Ну вот и все, допрыгались. Меня замели в чужом мире по крайне неприятной статье. И нет никакой возможности позвонить родителям, чтобы они наняли адвоката или занесли взятку судье. Нельзя написать плаксивый пост в соцсети о притеснении инакомыслящих и поднять волну негодования.

И что теперь делать? Я начал вспоминать тюремные понятия, дабы не загреметь под шконарь в первый же день. Есть два стула… Кента за член укусила кобра… Куда поезд направишь — на мать или на кентов?

От волнения и глупых мыслей затылок вновь пронзило болью. Причем в разы большей, чем доводилось испытывать ранее. Я захрипел и согнулся, тщетно жмурясь от ярких разноцветных кругов перед глазами.

Полицейские грубо схватили меня за плечи и прижали к борту фургона. Хорошо хоть не побили, с них станется.

— Что там у вас? — донесся с козел грубый голос.

— Заключенный симулирует, господин сыщик.

— А ну аккуратнее с ним! У него мозговая хворь!

Стражи закона вмиг отсели подальше, будто оная хворь передавалась по воздуху.

Фургон медленно трясся по ухабам, и каждый прыжок жгучей иглой отдавался в затылке. Когда подъехали в городу, я уже слабо соображал, что вообще происходит.

Меня вытащили под яркие солнечные лучи. Я отвернулся и зашипел, будто вампир. Глаза слезились, в них словно песка насыпали.

Здание, где я оказался, было явно не тюрьмой. Чистенькие коридоры с коричневыми стенами, зеленые, изрядно истоптанные ковры на паркете. На стенах то и дело попадались стенды с какими‑то документами, но ворочать головой и читать их не было никаких сил.

Меня волокли мимо дверей с табличками. Усилившийся слух ловил доносящиеся изнутри голоса и шелест бумаги. Наконец я очутился в кабинете с большим окном. Перед ним — длинный стол, по бокам высокие шкафы с документами.
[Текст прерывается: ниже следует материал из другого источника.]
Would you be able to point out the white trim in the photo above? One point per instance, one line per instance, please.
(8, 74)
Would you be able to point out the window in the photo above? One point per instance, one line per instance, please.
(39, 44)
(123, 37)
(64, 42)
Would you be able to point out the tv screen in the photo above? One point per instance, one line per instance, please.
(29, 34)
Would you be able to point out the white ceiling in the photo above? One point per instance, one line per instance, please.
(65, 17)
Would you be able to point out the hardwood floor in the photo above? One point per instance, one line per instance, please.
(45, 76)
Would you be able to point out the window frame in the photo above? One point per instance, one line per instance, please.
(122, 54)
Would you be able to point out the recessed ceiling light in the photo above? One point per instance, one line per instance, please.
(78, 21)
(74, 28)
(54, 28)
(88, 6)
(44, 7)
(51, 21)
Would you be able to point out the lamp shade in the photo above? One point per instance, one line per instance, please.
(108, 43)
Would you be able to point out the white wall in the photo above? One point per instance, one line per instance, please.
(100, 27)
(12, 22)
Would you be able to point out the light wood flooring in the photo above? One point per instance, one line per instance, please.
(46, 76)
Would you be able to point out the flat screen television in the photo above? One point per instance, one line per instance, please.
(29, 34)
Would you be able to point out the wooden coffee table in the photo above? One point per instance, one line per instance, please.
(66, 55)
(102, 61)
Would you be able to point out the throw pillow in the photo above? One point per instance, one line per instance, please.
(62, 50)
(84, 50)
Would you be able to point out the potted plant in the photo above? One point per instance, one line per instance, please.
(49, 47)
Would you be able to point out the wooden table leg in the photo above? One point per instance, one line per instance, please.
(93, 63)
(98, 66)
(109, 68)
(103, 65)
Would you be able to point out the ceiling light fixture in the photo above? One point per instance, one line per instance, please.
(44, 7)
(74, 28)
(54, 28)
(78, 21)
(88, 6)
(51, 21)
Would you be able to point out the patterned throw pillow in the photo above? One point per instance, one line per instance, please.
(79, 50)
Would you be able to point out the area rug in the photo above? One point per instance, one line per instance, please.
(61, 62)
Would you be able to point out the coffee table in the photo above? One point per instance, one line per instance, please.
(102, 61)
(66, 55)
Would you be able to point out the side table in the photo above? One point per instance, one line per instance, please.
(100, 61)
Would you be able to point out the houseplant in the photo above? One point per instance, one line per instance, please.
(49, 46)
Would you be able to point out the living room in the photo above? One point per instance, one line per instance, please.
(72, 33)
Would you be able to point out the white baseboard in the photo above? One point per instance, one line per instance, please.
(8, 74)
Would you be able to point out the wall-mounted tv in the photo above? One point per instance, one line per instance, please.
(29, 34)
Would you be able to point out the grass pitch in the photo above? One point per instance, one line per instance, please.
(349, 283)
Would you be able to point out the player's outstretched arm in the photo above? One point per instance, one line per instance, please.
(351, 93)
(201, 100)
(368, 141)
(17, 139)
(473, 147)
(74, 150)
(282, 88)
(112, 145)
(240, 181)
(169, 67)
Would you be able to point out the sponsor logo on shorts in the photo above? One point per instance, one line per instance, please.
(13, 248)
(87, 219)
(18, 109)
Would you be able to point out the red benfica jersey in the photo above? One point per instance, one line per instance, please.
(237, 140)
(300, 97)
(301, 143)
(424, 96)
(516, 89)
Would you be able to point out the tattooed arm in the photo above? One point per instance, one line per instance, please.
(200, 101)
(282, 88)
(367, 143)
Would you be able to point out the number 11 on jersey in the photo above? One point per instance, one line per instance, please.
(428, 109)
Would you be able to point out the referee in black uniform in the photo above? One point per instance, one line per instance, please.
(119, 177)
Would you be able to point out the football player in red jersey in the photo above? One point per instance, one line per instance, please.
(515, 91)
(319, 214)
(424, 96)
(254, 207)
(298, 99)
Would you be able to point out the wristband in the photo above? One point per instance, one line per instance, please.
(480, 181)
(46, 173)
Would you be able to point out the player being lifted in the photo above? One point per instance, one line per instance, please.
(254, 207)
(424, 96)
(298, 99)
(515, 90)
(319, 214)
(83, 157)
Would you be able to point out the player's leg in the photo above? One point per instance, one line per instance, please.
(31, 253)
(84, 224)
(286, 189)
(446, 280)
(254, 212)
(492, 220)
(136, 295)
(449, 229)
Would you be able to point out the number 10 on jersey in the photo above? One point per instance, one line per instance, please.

На столе папки с бумагами и чернильницы. В глубоком кожаном кресле восседает человек в красной мантии. Наружность у незнакомца неприятная, крысиная. Сморщенное личико с острым крючковатым носом, едва заметные бледные губы, толстые круглые очки. На голове — глубокие залысины, плохо скрытые дурацкой черной челкой, похожей на связку липких сосулек.

Человек посмотрел на меня, хмыкнул и достал из горы бумаг какую‑то папку. Послюнявил тонкий пожелтевший от курения палец и пролистнул несколько страниц.

— Тайр Джен Авелин, — с укоризной сказал незнакомец. Голос у него оказался довольно неплохой. Низкий, мягкий и баюкающий. Совсем не под стать мерзкой физиономии.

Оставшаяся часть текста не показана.